Reproducing Tworkov

Geometry and shape in art with computer vision.

March 14, 2017 - 3 minute read -
blog art

Last year I saw an exhibition by Jack Tworkov (b.1900, Biala, Poland – d.1982, Provincetown, MA). At the same time I was taking computer vision class and learning about 2D projection transformations. I remembered spending a long time staring into this painting, trying to trace the geometry of it.

Compression and Expansion of the Square (Q3-82 #2) (1982) | Oil on Canvas
Photo Source: Alexander Gary Associates

Today waiting for the blizzard to come to New York, I came across it again in my notebook and on a whim decided to sketch it out and dig out some old homework code from computer vision class and apply transformations on it.

This is the center element block, the square:

The original image, as suggested by the title, is the compression and expansion of the square. It’s easy today for us with tools like Sketch. Basically all I needed to do is copy and paste, and drag my mouse twice, then align three images.

But we could also easily do a little bit more. What if we apply a 2D projection transformation on the trapezium (highlighted in green) to make it appear like a rectangle?

I basically re-used code blocks from four-point algorithm, which is essentially the algorithm behind the projective distortion feature in a lot of photo editing applications.

def hat(x):
    return np.array([[0, -x[2], x[1]], [x[2], 0, -x[0]], [-x[1], x[0], 0]])

def four_point(X1, X2):
    if len(X1) == len(X2) and len(X1) >= 4:
        n = len(X1)
        chi = []
        for i in range(n):
            x1 = X1[i].reshape(3,1)
            x2 = X2[i]
            x2_hat = hat(x2)
            a = np.kron(x1, x2_hat)
            chi.append(a)
        chi = hstack(tuple(chi)).T

        u,s,v = svd(chi)
        HsL = v[8]
        HL = np.reshape(HsL,(3,3))
        H = HL
        
        negative = 0
        for i in range(n):
            if dot(X2[i], dot(H, X1[i].reshape(3,1)))[0] < 0:
                negative += 1
        if negative == n:
            H = -H
        
        return H
        
    else:
        print 'Please make sure there are more than four image point pairs.'

After I manually clicked on the four points of the green area and applied the transformation, it resulted in the following picture (on the right).

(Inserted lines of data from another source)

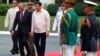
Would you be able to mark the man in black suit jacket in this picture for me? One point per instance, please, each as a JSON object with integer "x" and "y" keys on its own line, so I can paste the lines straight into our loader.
{"x": 23, "y": 19}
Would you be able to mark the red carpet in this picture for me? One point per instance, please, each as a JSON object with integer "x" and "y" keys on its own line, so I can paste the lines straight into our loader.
{"x": 78, "y": 53}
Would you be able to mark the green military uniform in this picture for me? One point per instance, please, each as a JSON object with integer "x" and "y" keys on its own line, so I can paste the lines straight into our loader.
{"x": 69, "y": 27}
{"x": 31, "y": 39}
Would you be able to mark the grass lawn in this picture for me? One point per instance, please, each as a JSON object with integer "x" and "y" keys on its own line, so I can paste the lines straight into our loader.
{"x": 2, "y": 18}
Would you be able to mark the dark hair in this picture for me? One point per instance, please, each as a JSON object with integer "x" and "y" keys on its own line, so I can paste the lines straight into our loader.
{"x": 39, "y": 3}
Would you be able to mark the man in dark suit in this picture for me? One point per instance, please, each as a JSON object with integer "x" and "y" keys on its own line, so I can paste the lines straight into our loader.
{"x": 23, "y": 19}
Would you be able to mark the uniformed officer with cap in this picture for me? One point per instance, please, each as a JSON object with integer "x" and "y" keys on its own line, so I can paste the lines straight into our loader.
{"x": 91, "y": 47}
{"x": 68, "y": 29}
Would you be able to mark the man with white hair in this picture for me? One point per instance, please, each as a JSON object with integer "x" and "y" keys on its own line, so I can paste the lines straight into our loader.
{"x": 9, "y": 23}
{"x": 23, "y": 19}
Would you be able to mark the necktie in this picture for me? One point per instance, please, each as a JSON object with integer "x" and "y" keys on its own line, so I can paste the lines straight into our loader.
{"x": 22, "y": 17}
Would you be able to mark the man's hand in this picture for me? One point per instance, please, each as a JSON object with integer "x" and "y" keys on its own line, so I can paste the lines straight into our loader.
{"x": 47, "y": 34}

Food for thought: How much does the artistic value lie in the effort or the process of the artist? When Tworkov painted the compression and the expansion, he didn’t just copy and pasted. Does it make his transformations more important or interesting than the trick I used? What about the projective transformation? Is the process of transformation an essential part of the work?